No it's not, we say اكزح


----------



## Hemza

Any other input?


----------



## Kaju1992

انقلع 
وآخر

In Saudi or زول!


----------



## cherine

In EA وَسَّع and, تعالَ كِدة (come this way) and another one that is a bit rude is تعالَ على جنب.
Actually, even وسع، تعالَ كدة can also be considered rude without additions like ممكن تِوَسَّع شوية، ممكن تيجي كدة/الناحية دي and preferably a لو سمحت، من فضلك .


----------



## elroy

In Palestinian: زِيح or حَيِّد


----------



## Hemza

Kaju1992 said:


> In Saudi or *زول*!





elroy said:


> In Palestinian: *حَيِّد*



I didn't expect them being used somewhere else (or at least, in the same way as in Morocco). @elroy Do you know what is the origin of زيح?



cherine said:


> preferably a لو سمحت، من فضلك .


Thank you  . I only knew وسع. Also, I can't remember last time I heard it being said in a polite way from Maghrebis (not only Moroccans). We would say عافاك in Morocco but this remains theory  (except in a formal context).

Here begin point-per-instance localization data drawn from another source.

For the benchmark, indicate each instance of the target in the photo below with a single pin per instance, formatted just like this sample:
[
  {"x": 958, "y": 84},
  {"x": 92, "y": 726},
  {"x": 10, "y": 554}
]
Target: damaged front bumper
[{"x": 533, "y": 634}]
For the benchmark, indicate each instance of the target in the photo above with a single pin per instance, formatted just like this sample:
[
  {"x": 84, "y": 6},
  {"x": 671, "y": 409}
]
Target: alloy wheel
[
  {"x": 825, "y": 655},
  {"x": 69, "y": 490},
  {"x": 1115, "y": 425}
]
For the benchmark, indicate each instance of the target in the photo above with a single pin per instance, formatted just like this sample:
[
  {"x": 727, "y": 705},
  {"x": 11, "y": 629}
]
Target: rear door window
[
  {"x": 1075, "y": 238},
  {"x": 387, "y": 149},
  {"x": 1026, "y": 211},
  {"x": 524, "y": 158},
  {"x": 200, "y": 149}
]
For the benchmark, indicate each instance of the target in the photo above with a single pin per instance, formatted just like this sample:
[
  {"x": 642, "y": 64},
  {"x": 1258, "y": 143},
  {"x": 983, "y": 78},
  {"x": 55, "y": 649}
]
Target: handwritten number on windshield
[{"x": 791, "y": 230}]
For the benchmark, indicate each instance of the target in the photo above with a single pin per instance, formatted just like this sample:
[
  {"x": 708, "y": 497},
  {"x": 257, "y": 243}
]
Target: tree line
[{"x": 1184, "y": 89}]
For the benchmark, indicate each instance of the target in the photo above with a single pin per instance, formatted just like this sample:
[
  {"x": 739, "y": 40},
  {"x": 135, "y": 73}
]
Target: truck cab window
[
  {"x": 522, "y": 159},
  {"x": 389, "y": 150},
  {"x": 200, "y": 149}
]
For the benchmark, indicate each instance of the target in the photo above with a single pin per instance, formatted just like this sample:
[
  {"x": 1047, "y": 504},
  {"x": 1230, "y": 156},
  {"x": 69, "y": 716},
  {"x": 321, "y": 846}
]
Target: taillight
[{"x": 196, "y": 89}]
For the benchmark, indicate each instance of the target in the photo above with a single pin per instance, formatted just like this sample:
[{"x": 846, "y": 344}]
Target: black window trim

Thank you all. Other inputs are of course welcomed.


----------



## elroy

Hemza said:


> I didn't expect them being used somewhere else (or at least, in the same way as in Morocco).


 Yes, that is surprising, especially because حَيِّد is regional within Palestine. 


Hemza said:


> Do you know what is the origin of زيح?


 I didn't, but I looked it up and it appears to be an MSA word: تعريف و معنى زاح بالعربي في معجم المعاني الجامع، المعجم الوسيط ،اللغة العربية المعاصر  - معجم عربي عربي - صفحة 1. 


cherine said:


> In EA وَسَّع


 We use وَسِّع too, but that means "make space" as opposed to "move over."  Of course, making space necessitates moving over, but you could also move over for other reasons.  For example, a photographer may tell his photo subject to زِيح or حَيِّد for a better pose, but وَسِّع wouldn't work in that context.


----------



## Mahaodeh

elroy said:


> In Palestinian: زِيح or حَيِّد



I think I may have heard حيّد a couple of times or so, but I think زيح is much more common.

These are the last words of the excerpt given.